– Я никого не видел, – сказал Саймон.
Фагбенл, кажется, что-то такое уловил в его интонации.
– Я не спрашивал, видели вы там кого-то или не видели. Я спросил, кто спас вас от Лютера.
Но в эту минуту в приемный покой вбежала Аня. Саймон встал, дочь кинулась ему на шею – даже едва не сбила его с ног. Он закрыл глаза и прижал ее к себе, изо всех сил сдерживая слезы. Аня спрятала лицо у него на груди.
– Мама… – послышался ее приглушенный плач.
«Все будет хорошо, – чуть было не сказал он, – с ней все будет в порядке», но он не захотел больше лгать. Открыл глаза. В приемном покое появилась Ивонна, подошла к нему и поцеловала в щеку – он все еще обнимал Аню.

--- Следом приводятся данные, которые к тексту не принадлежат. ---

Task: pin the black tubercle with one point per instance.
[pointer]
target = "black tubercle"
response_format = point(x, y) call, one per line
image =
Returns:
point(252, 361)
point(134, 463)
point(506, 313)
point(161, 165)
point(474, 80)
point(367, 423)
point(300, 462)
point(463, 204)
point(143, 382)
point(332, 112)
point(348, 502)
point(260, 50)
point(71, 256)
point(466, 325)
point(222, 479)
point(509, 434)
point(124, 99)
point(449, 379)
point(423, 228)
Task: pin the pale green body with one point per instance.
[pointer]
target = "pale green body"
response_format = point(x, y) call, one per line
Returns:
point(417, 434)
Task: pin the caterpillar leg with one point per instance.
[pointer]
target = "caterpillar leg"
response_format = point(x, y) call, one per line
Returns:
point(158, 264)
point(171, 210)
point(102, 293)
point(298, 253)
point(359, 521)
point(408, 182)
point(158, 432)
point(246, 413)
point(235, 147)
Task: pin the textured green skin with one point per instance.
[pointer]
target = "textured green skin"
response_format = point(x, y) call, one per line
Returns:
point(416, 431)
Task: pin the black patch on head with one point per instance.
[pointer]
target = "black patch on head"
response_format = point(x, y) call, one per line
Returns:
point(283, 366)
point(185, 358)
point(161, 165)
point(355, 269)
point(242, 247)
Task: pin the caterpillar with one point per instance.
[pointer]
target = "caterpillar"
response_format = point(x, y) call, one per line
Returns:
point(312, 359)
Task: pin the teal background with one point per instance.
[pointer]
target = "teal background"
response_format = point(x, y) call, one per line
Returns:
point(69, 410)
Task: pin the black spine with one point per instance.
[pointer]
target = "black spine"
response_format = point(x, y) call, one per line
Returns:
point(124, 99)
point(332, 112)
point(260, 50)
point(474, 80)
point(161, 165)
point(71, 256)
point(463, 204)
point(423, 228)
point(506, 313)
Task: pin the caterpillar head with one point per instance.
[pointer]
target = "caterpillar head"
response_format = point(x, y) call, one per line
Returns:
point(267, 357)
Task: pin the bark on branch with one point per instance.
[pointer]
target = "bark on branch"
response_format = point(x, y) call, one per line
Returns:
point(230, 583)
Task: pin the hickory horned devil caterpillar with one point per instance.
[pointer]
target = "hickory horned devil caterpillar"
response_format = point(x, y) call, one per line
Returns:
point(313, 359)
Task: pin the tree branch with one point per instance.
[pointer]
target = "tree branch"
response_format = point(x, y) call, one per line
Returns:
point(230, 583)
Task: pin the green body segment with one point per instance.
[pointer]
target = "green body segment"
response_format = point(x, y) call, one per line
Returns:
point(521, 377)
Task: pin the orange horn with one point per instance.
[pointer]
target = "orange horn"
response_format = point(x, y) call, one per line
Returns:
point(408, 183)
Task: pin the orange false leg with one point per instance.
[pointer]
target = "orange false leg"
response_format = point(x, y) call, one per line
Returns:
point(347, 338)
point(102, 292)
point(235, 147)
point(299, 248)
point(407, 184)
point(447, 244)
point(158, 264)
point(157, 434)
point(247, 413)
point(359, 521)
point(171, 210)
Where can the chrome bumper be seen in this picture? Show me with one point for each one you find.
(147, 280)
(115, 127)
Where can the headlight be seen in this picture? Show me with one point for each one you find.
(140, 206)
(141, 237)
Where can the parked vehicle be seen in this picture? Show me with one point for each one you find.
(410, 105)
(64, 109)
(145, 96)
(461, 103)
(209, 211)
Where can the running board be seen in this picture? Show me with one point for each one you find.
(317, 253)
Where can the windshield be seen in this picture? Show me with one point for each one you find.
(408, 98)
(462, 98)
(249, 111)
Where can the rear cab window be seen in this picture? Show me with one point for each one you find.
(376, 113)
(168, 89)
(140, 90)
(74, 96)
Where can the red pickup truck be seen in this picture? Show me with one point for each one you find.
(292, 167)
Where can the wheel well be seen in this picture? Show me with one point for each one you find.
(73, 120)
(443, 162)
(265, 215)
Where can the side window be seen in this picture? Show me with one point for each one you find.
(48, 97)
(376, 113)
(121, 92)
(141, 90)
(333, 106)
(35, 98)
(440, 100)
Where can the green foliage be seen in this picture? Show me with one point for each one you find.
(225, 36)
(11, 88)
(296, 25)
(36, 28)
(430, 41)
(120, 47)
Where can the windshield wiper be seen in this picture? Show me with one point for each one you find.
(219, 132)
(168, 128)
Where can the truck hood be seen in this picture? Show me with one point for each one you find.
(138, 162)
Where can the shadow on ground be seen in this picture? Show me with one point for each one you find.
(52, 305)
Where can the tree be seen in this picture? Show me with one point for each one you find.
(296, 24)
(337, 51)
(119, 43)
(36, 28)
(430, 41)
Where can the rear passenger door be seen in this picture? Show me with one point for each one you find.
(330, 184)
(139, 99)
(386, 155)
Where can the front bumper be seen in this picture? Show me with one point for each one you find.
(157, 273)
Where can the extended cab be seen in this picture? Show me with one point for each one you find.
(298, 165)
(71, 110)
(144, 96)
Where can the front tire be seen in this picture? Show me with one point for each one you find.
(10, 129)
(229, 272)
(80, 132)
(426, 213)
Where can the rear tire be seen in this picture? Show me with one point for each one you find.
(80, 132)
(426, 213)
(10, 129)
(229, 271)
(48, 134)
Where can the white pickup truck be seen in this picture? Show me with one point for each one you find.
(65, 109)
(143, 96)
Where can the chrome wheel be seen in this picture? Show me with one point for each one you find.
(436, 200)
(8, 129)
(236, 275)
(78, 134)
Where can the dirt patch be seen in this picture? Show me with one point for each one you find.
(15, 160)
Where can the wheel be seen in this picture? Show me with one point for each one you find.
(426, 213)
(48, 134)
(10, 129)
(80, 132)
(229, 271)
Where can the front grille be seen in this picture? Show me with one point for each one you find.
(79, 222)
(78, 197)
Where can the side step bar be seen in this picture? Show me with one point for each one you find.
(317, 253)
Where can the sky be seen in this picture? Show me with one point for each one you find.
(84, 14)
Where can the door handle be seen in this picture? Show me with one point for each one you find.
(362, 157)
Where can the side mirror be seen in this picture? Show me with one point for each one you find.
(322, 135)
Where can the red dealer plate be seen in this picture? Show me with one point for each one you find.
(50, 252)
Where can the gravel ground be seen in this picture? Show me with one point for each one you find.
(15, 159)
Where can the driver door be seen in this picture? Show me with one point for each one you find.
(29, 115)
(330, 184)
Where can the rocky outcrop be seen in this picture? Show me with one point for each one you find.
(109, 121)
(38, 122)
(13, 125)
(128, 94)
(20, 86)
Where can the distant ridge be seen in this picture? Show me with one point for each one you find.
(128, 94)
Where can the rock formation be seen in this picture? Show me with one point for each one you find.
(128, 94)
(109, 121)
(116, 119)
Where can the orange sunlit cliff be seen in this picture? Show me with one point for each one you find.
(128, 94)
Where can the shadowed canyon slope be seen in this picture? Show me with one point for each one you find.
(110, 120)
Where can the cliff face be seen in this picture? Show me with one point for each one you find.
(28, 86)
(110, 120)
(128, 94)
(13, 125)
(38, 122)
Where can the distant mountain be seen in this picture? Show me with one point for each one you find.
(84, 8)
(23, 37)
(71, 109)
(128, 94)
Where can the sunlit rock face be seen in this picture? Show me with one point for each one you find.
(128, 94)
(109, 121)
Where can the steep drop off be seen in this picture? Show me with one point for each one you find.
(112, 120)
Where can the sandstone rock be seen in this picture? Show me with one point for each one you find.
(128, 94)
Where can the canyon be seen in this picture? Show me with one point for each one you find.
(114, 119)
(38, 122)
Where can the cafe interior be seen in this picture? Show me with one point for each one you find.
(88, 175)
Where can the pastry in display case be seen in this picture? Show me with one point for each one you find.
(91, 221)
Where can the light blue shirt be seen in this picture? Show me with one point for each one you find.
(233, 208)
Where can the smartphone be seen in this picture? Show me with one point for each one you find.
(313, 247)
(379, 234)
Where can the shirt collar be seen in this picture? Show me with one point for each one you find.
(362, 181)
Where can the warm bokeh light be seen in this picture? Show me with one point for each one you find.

– Роберт уже едет, чтобы забрать Сэма, – сказала она.
– Спасибо тебе.
Потом в помещение вошел человек в хирургическом костюме.
– Саймон Грин? – громко спросил он.
Аня ослабила объятие и отпустила отца.
– Это я.
– Прошу вас, следуйте за мной. Доктор хочет вас видеть.
Мы часто слышим, что для врача-профессионала такт, этика общения с пациентом – штука необязательная и даже излишняя. Предполагается, что нам нужен такой врач, который хладнокровно, как робот, делает свою работу и не отвлекается на эмоции, который придерживается старинных взглядов, что, мол, любой из нас предпочитает такого хирурга, который умеет резать, а остальное его не заботит.
А вот Ингрид – Саймон знал это – считает как раз наоборот.
Врач прежде всего должен быть личностью, человеком отзывчивым и чутким, таким, кто всего себя отдает пациенту. Врач должен видеть в нем ближнего, которому страшно, который нуждается в его поддержке и утешении. Ингрид считала это первейшей обязанностью врача и относилась к этому очень серьезно. Когда родители приводят на прием своего ребенка, посмотри на ситуацию со стороны и подумай вот о чем: когда ты наиболее уязвим? Когда находишься в состоянии стресса, напуган, растерян. Врач, который этого не понимает и ведет себя так, будто перед ним всего лишь анатомический объект, требующий починки, наподобие компьютера, – такой врач не только усугубит страдания человека, но и может ошибиться в диагнозе.
Иногда, вот как сейчас, например, ты страшно напуган, у тебя все болит, ты потрясен, ошарашен и растерян, ты садишься напротив врача, и он говорит тебе слова, которые изменят всю твою жизнь. Они могут стать для тебя самыми страшными в мире словами, или, наоборот, самыми прекрасными, или же, как в данном случае, где-то посередине между этими двумя крайностями.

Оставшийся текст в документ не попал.